With the mass arrival of the personal computer in the early 1990s, typography made a quantum leap. What once took hours of manual labor, could now be done on the screen in real time. At the same time, designers also realized that many of the old typographic conventions and preferences could be bypassed. The result is a 21st-century typographic landscape with a multiplicity of styles and gestures: today, anything goes in typography—everything is permitted, nothing is forbidden. But among this stylistic explosion, one trend seems to stand out as uniquely of the moment. It is best expressed by the now defunct British design group 8vo, who said: “We believed that typography, the key building block of printed communication, could be the core ingredient of a graphic solution (unsupported by illustration or photography…).” In the pages of Type Only, we see what happens when designers from all over the world adhere to 8vo’s brave assertion. Some of it is beautiful, some of it is rude and shouty—but it all relies on the naked power of type and type only.

Features work from: Australia, Belgium, Czech Republic, Finland, France, Germany, Italy, Netherlands, Norway, Poland, Portugal, Serbia, South Korea, Spain, Sweden, Switzerland, UK, and the United States.

On 3 book lists
Ellen Lupton

This luscious compendium of contemporary typography and lettering is stocked with enough eye candy to make your teeth hurt. It’s like a 300-page Tumblr blog blown up onto big, tactile pages of print. A selection of historical examples at the front of the book and a sturdy, well-crafted essay by Mark Sinclair provide critical context. The rest of the volume, compiled and designed by Tony Brook, proceeds alphabetically by designer. Brook makes no pretense at deep structure. In place of themes or movements or geographical relationships, you get a raucous onslaught of visual energy. Fresh, surprising, and sometimes hard to look at, the work comes from dozens of designers, most of them young and European.

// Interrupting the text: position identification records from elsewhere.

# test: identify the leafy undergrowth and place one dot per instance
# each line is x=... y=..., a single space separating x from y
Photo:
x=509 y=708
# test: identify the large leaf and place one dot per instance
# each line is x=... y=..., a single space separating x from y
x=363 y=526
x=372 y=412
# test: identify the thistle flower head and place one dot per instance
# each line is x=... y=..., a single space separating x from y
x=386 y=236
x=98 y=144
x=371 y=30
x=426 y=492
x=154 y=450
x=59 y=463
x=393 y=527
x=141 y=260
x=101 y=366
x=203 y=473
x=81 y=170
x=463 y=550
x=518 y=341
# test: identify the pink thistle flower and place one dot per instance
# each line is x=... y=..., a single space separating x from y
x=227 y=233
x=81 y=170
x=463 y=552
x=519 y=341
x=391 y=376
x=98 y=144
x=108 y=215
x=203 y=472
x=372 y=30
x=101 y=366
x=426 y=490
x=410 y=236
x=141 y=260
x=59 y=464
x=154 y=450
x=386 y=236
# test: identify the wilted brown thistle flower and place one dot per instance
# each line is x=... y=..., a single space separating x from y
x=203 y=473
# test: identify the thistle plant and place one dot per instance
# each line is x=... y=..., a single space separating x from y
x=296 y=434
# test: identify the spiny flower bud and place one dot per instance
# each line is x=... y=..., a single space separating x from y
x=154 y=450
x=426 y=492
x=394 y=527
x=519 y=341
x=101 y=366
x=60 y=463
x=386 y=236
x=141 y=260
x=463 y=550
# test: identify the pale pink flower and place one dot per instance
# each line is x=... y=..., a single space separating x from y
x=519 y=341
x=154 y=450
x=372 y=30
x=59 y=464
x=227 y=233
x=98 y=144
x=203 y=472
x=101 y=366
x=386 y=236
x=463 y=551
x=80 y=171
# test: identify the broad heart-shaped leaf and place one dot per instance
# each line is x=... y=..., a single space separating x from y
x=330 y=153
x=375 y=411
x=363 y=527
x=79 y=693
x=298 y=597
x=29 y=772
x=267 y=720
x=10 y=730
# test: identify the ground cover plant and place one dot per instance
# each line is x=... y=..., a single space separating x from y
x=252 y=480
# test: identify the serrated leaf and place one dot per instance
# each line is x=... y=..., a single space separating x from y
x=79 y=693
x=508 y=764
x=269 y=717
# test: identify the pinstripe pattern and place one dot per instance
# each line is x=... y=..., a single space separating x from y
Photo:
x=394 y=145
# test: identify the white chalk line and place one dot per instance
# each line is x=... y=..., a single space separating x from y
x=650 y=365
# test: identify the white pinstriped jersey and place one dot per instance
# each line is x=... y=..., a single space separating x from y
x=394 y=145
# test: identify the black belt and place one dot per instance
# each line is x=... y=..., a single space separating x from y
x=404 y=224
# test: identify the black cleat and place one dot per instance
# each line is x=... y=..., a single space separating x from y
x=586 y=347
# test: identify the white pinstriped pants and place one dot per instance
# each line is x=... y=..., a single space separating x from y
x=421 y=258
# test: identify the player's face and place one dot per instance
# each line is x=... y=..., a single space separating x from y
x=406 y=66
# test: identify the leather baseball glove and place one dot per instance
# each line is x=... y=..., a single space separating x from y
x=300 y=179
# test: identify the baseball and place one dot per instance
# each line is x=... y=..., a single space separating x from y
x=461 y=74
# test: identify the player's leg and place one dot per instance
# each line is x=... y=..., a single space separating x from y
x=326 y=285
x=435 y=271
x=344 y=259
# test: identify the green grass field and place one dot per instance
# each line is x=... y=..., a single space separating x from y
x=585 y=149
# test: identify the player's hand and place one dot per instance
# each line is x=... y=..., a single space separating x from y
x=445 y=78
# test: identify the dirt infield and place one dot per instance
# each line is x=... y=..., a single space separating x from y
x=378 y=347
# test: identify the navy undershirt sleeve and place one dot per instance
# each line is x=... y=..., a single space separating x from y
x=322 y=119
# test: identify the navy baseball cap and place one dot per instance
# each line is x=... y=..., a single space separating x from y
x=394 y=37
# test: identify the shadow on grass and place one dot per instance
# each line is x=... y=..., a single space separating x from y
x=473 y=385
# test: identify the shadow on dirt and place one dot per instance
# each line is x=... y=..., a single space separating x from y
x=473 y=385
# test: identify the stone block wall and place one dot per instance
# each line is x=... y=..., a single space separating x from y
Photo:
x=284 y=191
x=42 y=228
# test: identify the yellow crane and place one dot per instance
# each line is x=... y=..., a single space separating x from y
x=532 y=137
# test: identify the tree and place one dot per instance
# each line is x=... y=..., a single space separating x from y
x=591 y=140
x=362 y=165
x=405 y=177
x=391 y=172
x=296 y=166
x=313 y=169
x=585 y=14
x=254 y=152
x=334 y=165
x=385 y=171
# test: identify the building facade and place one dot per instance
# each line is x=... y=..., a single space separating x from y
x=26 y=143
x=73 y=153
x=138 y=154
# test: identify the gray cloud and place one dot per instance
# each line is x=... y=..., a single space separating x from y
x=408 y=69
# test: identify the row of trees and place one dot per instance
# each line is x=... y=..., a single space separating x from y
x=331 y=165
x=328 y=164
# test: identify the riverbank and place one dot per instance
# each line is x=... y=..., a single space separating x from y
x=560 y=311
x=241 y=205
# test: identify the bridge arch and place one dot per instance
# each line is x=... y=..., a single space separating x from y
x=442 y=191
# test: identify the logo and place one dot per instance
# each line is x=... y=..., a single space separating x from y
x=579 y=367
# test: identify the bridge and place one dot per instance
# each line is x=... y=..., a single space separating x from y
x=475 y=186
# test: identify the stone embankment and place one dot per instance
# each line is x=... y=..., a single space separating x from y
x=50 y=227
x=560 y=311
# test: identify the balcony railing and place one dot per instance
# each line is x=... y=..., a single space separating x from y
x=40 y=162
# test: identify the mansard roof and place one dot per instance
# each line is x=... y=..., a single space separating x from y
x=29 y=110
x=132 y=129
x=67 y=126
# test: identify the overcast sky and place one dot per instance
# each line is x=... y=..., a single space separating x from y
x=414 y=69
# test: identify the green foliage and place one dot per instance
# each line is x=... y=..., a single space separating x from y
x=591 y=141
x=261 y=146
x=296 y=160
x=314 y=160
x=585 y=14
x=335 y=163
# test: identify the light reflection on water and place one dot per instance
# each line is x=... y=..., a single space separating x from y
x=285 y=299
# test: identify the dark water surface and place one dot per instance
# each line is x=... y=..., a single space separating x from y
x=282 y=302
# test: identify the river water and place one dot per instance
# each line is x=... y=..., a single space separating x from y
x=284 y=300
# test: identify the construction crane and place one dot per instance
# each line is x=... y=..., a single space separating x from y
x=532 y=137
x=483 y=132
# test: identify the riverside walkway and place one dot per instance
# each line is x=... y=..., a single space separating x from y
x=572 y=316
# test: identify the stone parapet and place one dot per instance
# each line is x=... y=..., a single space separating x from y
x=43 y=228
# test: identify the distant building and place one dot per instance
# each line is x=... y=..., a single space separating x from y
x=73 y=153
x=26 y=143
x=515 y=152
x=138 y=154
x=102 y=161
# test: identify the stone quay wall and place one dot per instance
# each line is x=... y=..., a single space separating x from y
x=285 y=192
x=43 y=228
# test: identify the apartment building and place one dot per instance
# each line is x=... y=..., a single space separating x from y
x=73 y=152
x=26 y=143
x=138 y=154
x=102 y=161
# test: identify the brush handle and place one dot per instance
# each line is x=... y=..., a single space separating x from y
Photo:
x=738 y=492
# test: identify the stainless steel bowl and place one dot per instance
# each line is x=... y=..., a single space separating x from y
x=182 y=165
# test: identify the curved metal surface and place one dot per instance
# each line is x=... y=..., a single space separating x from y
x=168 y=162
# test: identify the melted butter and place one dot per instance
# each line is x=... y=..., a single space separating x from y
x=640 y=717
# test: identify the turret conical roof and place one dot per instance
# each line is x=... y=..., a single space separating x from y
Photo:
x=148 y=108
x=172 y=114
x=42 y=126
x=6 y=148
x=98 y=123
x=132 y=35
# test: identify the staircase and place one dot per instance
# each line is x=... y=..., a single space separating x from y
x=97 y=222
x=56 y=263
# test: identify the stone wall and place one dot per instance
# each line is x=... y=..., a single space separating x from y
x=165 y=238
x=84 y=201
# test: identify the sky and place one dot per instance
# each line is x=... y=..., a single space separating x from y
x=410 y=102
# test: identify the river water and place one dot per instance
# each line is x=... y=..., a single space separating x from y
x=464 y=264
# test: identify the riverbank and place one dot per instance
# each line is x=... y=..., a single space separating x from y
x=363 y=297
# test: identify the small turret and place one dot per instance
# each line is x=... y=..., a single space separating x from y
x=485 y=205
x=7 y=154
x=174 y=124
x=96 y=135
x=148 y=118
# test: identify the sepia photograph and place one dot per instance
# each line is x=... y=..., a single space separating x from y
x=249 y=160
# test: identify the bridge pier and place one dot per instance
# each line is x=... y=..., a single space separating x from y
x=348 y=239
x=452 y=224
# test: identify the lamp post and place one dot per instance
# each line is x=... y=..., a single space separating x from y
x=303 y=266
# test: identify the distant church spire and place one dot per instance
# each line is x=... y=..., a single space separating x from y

Sinclair’s essay is called “The Text is the Image,” a slogan that justly captures the project’s focus. Type Only is not about long-form typography applied to complex bodies of content; it is about making pictures, mostly abstract ones, with letters and words. The book’s predominant medium is the poster. Despite the poster’s waning public function, this vehicle remains the archetypal proving ground for experimental graphic design, inviting designers to build compact compositions and serial campaigns that viewers can absorb at a glance. Themes emerge if you look for them. Communication and “concept” succumb to extravagant formal play. Letters are cut, sliced, warped, and repeated. Strange beauty emerges from ugly accidents. Digital glitches disturb the hallowed ground of print. Is the end near at last?